OPINION: Lessons in fairness: Affirmative action and the fight for opportunity
By Selika Sweet, MD
JA Guest Writer
I first learned about the complexities of fairness in education through the story of Allan Bakke, a would-be medical student suing the University of California–Davis Medical School in the 1970s. The school reserved 16 of 100 seats for minority applicants. Bakke argued that the policy discriminated against white candidates. His case reached the U.S. Supreme Court in Regents of the University of California v. Bakke (1978), which struck down rigid racial quotas but affirmed race could be considered as one factor in admissions. The decision ignited fierce national debates about race, opportunity, and justice in higher education.
At that same time, I was sitting in an honors American history class at Murrah High School in Jackson, Mississippi. Out of 30 students, only two of us were Black. One day, during a classroom discussion, I told my teacher the composition of our class reflected affirmative action – and I thought it was unfair. That offhand comment became the seed for a paper I later wrote on segregation within our supposedly “integrated” school. The pattern across Jackson Public Schools was undeniable: Black students were overrepresented in special education while white students dominated gifted and honors programs. How could a district that was racially balanced – roughly half Black and half white – produce such stark disparities? My teacher was furious at my critique, but for me the experience was a turning point.
Family shaped my perspective as well. I had older siblings in law school in Washington, D.C. I overheard their spirited debates about the Bakke case, merit, and fairness. From them, I came to understand opportunity in America was never just about talent or effort. It was – and remains – shaped by systems, policies, and preferences. I also realized I wanted a career where subjective opinion and prejudice could not dictate my future. Medicine, with its constant demand and its clear necessity in every community, seemed to promise a more level field.
Yet the inequities I noticed as a teenager never disappeared. Preferential treatment has always existed in higher education, though it has often benefited the privileged. Legacy admissions at Ivy League schools guarantee generations of wealthy families preserve their access, while scandals like the 2019 college admissions case – exposing how parents such as actress Lori Loughlin and fashion designer Mossimo Giannulli used bribery to secure spots for their children – showed how money and influence can buy opportunities denied to others. These practices are forms of affirmative action too – though tilted toward advantage, not equity.
The issue resurfaced in my own life through my daughter’s experience. She earned a perfect 36 in English/Writing on the ACT – one of the highest scores in the nation. Yet when opportunities arose in Mississippi, such as a position for a medical student editor, she was overlooked. I encouraged her to look elsewhere. She did – and her drive took her to ABC, CNN, and work alongside Dr. Sanjay Gupta. Today she is a pediatrician, a medical correspondent, and, at times, the best writing coach for whom I could ask. Her journey demonstrates how talent and persistence can triumph, but it also illustrates how systems often force young Black people to leave their communities to find opportunity.
Nearly twenty-five years ago, Justice Sandra Day O’Connor, writing in a concurring opinion in Grutter v. Bollinger (2003), predicted affirmative action would no longer be necessary in 25 years. In 2023 – almost to the year – the Supreme Court’s conservative majority, led by Chief Justice John Roberts and joined by Justice Clarence Thomas, ended race-conscious college admissions in Students for Fair Admissions v. Harvard/UNC. Their decision, built on reasoning detached from both history and present realities, dismissed the ongoing barriers students of color face. Ironically, it also overlooked the fact white women have been among the greatest beneficiaries of affirmative action policies.
This rollback did not stand alone. A decade earlier, in Shelby County v. Holder (2013), the Court gutted key provisions of the Voting Rights Act of 1965, eliminating federal oversight of states with histories of racial discrimination in voting. That rule enabled states such as Texas to redraw congressional districts in ways that dilute minority representation, sometimes even between official Census cycles. These actions are not accidents. They reflect a broader, systematic effort to weaken rights that were won through decades of struggle, sacrifice, and blood.

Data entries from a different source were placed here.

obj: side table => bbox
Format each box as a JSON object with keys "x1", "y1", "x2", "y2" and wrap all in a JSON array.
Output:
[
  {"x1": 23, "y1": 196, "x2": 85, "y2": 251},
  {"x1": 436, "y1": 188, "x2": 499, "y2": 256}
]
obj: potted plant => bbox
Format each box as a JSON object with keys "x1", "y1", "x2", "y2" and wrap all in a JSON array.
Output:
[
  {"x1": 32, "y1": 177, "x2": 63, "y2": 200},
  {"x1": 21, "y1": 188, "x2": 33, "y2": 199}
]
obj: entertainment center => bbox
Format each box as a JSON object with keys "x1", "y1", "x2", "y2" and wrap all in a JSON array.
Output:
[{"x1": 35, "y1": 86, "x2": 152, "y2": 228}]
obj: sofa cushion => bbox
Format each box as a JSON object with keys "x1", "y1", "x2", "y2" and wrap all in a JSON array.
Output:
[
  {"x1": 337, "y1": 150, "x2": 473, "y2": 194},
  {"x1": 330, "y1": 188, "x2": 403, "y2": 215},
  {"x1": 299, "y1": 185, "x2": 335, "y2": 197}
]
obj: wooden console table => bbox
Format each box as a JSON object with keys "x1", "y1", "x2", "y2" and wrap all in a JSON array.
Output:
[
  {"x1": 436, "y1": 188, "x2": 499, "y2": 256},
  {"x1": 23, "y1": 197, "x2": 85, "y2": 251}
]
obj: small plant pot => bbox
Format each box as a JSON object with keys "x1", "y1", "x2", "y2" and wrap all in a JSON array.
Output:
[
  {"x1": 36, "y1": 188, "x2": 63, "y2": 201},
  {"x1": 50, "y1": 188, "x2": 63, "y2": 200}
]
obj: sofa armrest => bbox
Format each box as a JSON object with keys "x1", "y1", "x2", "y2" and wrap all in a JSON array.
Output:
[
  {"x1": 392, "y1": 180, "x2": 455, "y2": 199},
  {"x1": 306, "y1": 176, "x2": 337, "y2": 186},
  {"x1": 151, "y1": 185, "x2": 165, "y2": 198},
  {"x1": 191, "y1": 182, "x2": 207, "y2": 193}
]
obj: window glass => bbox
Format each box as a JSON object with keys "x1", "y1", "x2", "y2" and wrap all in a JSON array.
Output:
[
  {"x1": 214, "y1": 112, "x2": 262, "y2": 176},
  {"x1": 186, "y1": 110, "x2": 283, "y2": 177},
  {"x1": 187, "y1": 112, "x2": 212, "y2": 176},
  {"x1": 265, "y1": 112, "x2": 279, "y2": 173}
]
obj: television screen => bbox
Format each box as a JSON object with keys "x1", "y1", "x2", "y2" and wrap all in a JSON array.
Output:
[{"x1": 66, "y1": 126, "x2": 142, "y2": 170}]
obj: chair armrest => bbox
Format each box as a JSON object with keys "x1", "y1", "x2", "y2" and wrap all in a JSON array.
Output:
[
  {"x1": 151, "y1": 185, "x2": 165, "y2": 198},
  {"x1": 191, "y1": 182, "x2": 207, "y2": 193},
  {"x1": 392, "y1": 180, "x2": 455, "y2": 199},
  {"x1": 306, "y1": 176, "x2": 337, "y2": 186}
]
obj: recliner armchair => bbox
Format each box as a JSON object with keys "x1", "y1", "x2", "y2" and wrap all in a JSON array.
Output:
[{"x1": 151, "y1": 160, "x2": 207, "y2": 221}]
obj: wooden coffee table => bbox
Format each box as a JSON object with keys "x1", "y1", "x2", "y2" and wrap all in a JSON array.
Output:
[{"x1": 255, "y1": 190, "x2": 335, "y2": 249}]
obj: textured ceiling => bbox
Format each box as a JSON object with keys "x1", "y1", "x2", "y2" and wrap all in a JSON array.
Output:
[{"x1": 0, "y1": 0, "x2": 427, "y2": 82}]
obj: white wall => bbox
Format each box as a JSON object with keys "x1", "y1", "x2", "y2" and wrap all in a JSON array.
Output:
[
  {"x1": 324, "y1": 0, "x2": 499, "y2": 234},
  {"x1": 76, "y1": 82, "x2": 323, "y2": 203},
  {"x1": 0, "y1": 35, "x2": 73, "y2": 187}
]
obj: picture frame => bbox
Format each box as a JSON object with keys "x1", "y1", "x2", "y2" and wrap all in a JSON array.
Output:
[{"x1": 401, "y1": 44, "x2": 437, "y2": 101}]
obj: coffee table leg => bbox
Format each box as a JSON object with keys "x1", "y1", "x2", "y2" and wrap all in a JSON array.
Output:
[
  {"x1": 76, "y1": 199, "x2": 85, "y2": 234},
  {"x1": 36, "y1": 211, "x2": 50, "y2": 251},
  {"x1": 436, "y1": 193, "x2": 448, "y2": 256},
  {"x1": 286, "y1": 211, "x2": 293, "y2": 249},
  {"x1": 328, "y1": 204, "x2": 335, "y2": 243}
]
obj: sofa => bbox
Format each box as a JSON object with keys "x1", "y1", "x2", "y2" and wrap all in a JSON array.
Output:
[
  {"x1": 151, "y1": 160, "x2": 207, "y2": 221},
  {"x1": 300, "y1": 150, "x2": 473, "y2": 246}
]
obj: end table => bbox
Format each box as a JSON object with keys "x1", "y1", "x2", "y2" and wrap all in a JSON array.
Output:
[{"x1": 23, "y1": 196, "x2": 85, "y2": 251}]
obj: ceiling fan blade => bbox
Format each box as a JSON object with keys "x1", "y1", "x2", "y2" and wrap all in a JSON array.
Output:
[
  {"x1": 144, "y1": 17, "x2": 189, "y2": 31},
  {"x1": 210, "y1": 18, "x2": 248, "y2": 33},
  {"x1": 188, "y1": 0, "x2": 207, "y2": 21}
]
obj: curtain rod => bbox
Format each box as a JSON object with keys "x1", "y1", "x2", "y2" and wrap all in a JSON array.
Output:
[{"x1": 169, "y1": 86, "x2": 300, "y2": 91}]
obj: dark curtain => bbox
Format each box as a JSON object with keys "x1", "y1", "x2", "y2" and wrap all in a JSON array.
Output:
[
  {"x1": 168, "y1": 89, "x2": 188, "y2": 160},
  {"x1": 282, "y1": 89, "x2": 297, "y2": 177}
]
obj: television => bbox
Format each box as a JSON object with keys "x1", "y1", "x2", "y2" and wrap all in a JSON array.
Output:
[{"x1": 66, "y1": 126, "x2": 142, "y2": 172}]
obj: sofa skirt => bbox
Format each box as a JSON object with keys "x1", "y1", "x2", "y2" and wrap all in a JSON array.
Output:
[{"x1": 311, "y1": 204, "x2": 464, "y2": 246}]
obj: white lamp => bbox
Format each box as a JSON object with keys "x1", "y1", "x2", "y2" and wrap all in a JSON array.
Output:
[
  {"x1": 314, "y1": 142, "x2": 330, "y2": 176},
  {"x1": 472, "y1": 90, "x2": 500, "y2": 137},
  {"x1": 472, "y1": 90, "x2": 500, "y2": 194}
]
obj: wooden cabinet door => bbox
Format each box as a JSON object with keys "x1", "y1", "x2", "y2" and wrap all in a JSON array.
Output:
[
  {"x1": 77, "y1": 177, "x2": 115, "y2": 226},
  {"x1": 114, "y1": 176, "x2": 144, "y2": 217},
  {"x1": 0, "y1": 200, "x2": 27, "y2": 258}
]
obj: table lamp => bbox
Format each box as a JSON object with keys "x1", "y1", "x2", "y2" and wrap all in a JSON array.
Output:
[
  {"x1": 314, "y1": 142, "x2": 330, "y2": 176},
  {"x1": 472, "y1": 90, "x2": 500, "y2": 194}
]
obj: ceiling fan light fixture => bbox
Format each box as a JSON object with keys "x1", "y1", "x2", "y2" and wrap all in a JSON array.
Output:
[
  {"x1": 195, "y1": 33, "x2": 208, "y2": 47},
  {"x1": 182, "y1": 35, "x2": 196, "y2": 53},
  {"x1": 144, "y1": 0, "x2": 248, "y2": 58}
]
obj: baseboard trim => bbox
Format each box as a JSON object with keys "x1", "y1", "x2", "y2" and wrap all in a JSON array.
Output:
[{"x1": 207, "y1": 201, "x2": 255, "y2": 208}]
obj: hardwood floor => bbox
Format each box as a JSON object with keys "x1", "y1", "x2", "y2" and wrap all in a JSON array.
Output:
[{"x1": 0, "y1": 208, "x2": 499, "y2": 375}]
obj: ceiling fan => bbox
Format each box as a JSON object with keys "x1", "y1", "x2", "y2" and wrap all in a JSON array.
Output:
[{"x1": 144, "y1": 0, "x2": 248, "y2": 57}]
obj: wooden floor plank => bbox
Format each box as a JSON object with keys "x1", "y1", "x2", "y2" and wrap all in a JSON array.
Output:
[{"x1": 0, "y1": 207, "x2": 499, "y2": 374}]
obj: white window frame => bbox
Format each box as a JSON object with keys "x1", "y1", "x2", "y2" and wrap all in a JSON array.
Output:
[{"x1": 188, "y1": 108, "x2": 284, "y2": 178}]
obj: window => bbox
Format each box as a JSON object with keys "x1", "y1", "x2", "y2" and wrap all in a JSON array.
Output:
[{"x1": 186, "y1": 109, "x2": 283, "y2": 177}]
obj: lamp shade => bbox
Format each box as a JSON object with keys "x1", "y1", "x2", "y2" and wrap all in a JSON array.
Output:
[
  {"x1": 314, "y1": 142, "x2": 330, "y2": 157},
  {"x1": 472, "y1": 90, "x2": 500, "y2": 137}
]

The lesson I first grasped in that high school classroom remains clear: fairness is not inevitable. It does not arrive naturally with the passage of time. Fairness must be fought for – protected with vigilance, persistence, and an unshakable refusal to accept inequality as normal.
Affirmative action, voting rights, and civil rights were never gifts. They were victories wrestled by a resistant system by courageous activists. History reminds us progress is fragile and reversible. If we fail to defend it, we risk not only losing what has been gained but also possibilities for our children and generations who are yet unborn.
For me, fairness is not an abstract principle; it is a lived truth, shaped in classrooms, courtrooms, and family conversations. It is the recognition the fight for opportunity is ongoing. And it is a call to never remain passive in the face of injustice. We cannot afford to fail again.